Source Inter Press Service

This city of 100,000 people in the southernmost Brazilian state of Rio Grande do Sul is named after the leader of the 1835-1845 Revoluçao Farroupilha (Ragged Revolution), which under the slogan "Liberty, Equality, Humanity" resulted in the independence of the state from the Brazilian empire. At an international conference here today, peaceful revolutionaries are furthering similar ideals. The Jul. 26-31 9th World Conference on Computers in Education (WCCE), titled "Education and Technology for a Better World", has brought together 650 education experts and information and communication technology (ICT) specialists from 44 countries in the city of Bento Gonçalves. Nearly 500 participants are from different parts of Brazil, and the others come from all six continents.

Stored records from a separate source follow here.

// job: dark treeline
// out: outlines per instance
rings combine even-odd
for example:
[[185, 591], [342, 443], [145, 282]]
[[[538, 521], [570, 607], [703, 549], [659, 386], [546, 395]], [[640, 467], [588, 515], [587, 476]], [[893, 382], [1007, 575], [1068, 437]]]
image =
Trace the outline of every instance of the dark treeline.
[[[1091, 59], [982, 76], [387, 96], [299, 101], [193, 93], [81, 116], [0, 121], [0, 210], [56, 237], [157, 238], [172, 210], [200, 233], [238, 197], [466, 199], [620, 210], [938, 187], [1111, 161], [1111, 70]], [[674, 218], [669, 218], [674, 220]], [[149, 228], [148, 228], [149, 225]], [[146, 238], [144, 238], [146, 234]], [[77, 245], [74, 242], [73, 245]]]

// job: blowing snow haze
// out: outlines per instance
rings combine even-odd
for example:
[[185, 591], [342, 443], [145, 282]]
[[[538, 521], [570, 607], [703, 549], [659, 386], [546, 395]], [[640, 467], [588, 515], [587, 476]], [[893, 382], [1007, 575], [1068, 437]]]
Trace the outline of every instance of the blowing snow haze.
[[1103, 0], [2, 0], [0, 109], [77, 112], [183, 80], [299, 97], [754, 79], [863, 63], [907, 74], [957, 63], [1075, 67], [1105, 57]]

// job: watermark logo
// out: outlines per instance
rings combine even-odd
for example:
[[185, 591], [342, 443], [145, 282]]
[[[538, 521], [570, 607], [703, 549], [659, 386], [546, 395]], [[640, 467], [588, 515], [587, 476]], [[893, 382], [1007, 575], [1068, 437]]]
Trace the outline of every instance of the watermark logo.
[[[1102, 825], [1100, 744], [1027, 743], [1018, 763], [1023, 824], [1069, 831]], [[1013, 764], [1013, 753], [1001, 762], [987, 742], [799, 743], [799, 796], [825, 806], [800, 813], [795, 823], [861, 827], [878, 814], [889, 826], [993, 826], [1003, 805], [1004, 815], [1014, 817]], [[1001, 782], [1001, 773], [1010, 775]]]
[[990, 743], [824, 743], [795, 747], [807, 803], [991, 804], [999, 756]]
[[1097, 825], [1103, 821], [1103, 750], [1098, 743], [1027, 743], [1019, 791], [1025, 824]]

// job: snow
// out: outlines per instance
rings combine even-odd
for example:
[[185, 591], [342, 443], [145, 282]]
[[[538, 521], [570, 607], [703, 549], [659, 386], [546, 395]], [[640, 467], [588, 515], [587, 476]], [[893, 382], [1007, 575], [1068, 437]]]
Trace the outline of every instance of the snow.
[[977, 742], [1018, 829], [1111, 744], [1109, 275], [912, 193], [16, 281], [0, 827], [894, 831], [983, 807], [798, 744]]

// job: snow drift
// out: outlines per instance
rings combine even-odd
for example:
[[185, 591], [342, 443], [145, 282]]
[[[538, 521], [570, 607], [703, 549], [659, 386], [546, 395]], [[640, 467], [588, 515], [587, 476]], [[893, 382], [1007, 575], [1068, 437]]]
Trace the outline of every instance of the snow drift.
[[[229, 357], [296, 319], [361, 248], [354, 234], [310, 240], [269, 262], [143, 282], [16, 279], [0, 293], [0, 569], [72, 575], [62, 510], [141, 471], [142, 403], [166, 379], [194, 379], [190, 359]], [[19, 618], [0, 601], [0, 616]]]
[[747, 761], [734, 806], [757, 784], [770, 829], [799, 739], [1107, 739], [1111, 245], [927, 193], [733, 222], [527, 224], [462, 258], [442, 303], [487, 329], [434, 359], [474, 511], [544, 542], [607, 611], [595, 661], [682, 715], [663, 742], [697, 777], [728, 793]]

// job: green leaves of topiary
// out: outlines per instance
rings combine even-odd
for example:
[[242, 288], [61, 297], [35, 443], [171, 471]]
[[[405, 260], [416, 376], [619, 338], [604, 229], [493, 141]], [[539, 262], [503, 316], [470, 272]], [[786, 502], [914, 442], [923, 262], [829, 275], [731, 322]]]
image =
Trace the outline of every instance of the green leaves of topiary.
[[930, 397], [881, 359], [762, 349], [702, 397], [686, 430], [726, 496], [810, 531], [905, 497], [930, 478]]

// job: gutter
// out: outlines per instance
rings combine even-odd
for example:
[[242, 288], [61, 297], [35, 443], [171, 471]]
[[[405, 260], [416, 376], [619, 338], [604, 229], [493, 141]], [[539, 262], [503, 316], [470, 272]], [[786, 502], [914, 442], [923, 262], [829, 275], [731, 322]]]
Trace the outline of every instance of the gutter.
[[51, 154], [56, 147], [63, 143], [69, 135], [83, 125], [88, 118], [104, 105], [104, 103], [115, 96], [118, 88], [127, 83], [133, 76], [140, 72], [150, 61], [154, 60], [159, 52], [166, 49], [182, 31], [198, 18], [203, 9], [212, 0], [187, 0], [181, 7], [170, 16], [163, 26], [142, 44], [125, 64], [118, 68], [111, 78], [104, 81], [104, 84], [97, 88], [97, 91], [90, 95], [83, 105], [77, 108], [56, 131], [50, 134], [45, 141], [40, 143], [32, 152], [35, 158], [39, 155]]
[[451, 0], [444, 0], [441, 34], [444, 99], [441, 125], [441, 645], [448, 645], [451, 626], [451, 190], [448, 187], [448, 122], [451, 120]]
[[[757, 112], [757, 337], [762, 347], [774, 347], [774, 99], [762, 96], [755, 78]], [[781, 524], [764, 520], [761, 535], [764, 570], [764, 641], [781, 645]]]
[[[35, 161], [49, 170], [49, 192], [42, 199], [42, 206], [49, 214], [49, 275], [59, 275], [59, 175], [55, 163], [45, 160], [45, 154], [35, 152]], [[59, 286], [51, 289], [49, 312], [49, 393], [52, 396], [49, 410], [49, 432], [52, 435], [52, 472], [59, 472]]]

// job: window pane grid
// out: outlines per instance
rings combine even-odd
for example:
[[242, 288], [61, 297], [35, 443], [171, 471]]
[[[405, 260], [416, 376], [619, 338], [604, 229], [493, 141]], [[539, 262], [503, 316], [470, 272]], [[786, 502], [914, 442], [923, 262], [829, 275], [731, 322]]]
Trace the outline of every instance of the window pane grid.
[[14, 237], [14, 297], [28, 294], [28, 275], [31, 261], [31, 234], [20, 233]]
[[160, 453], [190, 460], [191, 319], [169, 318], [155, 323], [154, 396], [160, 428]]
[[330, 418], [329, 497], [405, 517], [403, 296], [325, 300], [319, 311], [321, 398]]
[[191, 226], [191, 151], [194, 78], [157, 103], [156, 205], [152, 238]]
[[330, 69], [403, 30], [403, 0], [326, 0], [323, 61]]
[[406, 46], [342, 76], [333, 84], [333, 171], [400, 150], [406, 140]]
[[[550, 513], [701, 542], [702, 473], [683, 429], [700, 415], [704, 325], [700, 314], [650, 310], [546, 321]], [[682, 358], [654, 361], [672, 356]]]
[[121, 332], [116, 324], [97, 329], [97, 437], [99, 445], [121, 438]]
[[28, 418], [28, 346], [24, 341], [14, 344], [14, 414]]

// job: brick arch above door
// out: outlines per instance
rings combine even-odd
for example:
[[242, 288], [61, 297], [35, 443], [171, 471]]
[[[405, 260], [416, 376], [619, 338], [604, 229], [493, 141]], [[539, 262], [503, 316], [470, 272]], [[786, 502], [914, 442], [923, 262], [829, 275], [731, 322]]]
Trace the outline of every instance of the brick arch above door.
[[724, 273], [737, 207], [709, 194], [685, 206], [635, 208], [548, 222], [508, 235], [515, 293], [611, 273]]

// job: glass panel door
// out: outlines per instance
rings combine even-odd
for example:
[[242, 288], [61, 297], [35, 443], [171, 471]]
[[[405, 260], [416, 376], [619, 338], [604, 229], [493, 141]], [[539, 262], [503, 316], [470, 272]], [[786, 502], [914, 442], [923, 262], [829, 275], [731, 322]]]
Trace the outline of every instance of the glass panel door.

Organised by the International Federation for Information Processing (IFIP), the WCCE is supported by the United Nations Educational, Scientific and Cultural Organisation (UNESCO), the Rede de Informacao Tecnologica Latino-Americana (RITLA), the Brazilian ministries of science and technology and of education, the education secretariat of the state government of Rio Grande do Sul, and a number of Brazilian universities and companies. The conference "is about putting computing and education people together, which strikes a spark" of creativity, said Franco Simini, a professor of biomedical engineering at the Universidad de la República in Uruguay.